Context
A foreign natural resources company became a minority shareholder in an Indonesian asset following a merger and acquisition. Despite holding only a limited stake, the company was drawn into a major crisis affecting the asset, exposing it to significant reputational and operational risks across its broader portfolio in Indonesia.
Challenges
The company faced a disproportionate risk position—bearing full exposure to a crisis linked to an asset in which it held only a small ownership share. The situation involved multiple stakeholders, including government, business partners, NGOs, and local communities. Without careful management, the crisis could escalate and affect the company’s wider operations and long-term position in the country.
Our Approach
Kiroyan Partners implemented an integrated strategy combining issues management, stakeholder engagement, and media positioning.
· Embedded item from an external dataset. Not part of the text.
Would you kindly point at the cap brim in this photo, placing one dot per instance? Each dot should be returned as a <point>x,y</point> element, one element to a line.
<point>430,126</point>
This included mapping key stakeholders, managing relationships with government and community actors, and shaping narratives through targeted communication efforts. At the same time, we provided strategic advisory to support the client’s positioning within the asset, ensuring that engagement efforts aligned with its long-term objective to reduce exposure.
Impact
Over a multi-year process, the client was able to disengage from the asset while maintaining constructive relationships with key stakeholders. The crisis was contained without escalation, reputational risks were managed, and the company preserved its standing with government and partners—allowing it to continue operating in Indonesia with stability.